York-area man avoids death-penalty trial with last-minute guilty plea

Liz Evans Scolforo

A Manchester Township man on Monday avoided a possible first-degree murder conviction and death sentence just minutes before jury selection was to begin in his trial by pleading guilty to fatally beating his on-again, off-again girlfriend.

Ross Crawford

Ross William Crawford admitted to killing C. Jennifer Dowell, 53, inside her Village Drive home in Manchester Township in June 2012.

Crawford, 45, formerly of Harvest Drive, pleaded guilty to third-degree murder, stalking and obstruction of justice, according to his trial attorney, public defender Erin Thompson.

As part of a negotiated agreement with prosecutors, Crawford was sentenced to a total of 24½ to 49 years in state prison, with credit for the time he has served since June 9, 2012, she said. He also was ordered to pay one of her sons $1,000 restitution for funeral expenses.

"Throughout the time I’ve had him as a client, he has expressed remorse for her death and his role in that, and the situation as a whole," Thompson said.

C. Jennifer Dowell

The background: Crawford was supposed to be on house arrest when he fatally beat Dowell, then slashed his own neck and arms in a botched suicide attempt.
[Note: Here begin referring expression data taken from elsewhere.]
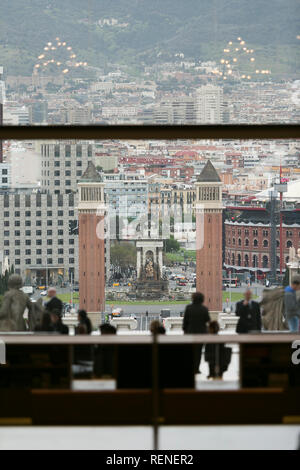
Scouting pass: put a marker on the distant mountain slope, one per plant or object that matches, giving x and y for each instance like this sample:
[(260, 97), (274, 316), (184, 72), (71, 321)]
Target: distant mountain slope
[(198, 28)]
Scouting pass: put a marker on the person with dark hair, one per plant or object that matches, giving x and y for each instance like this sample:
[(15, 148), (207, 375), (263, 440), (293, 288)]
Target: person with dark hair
[(54, 303), (292, 305), (217, 355), (85, 325), (249, 314), (195, 321), (57, 324), (46, 324), (105, 355), (107, 329), (157, 328)]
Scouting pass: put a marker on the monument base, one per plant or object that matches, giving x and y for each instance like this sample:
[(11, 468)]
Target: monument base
[(150, 289)]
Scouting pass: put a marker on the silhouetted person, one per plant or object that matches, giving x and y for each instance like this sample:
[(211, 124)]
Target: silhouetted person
[(13, 306), (292, 305), (217, 355), (57, 324), (195, 321), (105, 355), (54, 303), (84, 326), (46, 325), (249, 314), (157, 327)]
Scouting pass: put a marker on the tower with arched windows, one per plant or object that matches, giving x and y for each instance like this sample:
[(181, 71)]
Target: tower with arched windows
[(91, 212), (209, 237)]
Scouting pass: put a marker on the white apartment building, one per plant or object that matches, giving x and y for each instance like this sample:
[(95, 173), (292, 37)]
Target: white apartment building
[(5, 176), (209, 104)]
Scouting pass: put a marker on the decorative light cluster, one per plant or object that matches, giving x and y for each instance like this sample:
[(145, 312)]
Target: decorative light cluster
[(236, 60), (58, 54)]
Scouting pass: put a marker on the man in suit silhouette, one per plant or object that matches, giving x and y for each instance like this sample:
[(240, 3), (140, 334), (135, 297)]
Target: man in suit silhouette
[(249, 314)]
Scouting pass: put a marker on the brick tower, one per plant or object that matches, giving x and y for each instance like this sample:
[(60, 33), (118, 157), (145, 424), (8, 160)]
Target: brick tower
[(209, 237), (91, 211)]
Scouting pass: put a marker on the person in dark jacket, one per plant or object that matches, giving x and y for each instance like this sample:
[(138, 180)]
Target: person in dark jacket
[(195, 321), (54, 303), (106, 354), (46, 324), (57, 324), (218, 356), (292, 305), (249, 314), (84, 324)]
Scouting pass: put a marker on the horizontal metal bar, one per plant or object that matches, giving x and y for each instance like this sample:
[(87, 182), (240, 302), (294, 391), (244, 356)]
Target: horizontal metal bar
[(140, 132), (261, 338)]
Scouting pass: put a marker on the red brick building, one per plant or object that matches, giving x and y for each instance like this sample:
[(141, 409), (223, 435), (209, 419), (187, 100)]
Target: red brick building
[(248, 239), (91, 211), (209, 237)]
He'd been out of York County Prison less than three weeks.

Criminal court filings spanning nearly three years told part of the story of the couple's tumultuous relationship.

Northern York County Regional Police filed charges against Crawford over and over — for arson, aggravated assault, simple assault, burglary, making terroristic threats, unlawful restraint, theft and other offenses — until eventually charging him with Dowell's slaying.

Sometimes Dowell testified against Crawford, but sometimes charges against him, including serious ones, were dismissed because she wouldn't appear to testify against him.

PFA tossed: She obtained a temporary protection from abuse order against him in August 2010, but it was dismissed with prejudice a few weeks later when she failed to appear for a hearing on the matter, court records state.

In that petition, Dowell stated Crawford had set her home on fire, physically assaulted her and destroyed all her personal and business records.

In the days after Dowell's murder, two of Crawford's former defense attorneys recalled the relationship as troubled.

"When I was representing him, she didn't want him in jail," attorney Suzanne Smith said at the time. "She would ask me how to get him out of jail, and when he'd be eligible for release. ... I encouraged them both to stay away from each other because bad things always happened when they were together."

Attorney Ron Gross described the couple's relationship as "very unhealthy."

Botched suicide: Dowell had been dead at least 24 hours hours when a concerned co-worker went to Dowell's home and discovered her body, covered by a sheet or blanket, police have said. The co-worker fled after seeing Crawford there, covered in blood and holding a knife, police said.

Crawford initially forced a standoff with Northern Regional Police by barricading himself inside Dowell's home and claiming to have a weapon, but Thompson said Crawford never had a weapon.

"He was trying to give himself time to bleed out (and die)," she said. That standoff was the basis of the obstruction charge, she confirmed.

Thompson described Crawford's relationship with Dowell as tumultuous.

'Textbook' case: First assistant district attorney Jennifer Russell said the murder "is a textbook case of what can end up happening" to domestic-violence victims who remain involved with their abusers.

"One time is too many times," she said of domestic abuse. "Somebody who loves you doesn't threaten you, doesn't make you feel unsafe, doesn't hurt you."

Russell confirmed Dowell suffered head trauma as well as injuries to other parts of her body.

"She was badly beaten," the prosecutor said.

Russell confirmed Dowell's family members were consulted about the plea agreement, and will have a week to submit written victim-impact statements to the court.

Missing dog: One of Dowell's pets, a 19-year-old blind Yorkshire terrier named Abigail, was missing when police went inside Dowell's home to find her dead and Crawford waiting to die.

Dowell's ex-husband James Dowell said he believed Crawford hated Abigail and probably killed her.

But Thompson said Crawford maintains Abigail died of natural causes.

"According to Mr. Crawford, that's actually what sparked the fight (that led to Dowell's death)," she said. In entering his guilty plea Monday, Crawford said he found the dog dead and made some insensitive comments about it, sparking the fight, according to Thompson.

Other pets: Jen Dowell's golden retrievers, Peachy and Gracie, and her cat, Little Man, were taken in by Dowell's family members.

Thompson said Crawford has always referred to the three dogs "with nothing but affection."

"That's why he gave himself up (during the standoff) when police threatened to use tear gas," she said — because Crawford didn't want the animals hurt.

James Dowell, who remained close with his ex-wife, said she loved all animals, especially her own, and volunteered at the York County SPCA.

Jen Dowell was an avid gardener who loved to go to the beach, James Dowell has said, and previously owned and ran The Kangaroo's Pouch from Thomasville's Morningstar Marketplace. At the time of her death she was waitressing at Bob Evans restaurant in West Manchester Township, he said.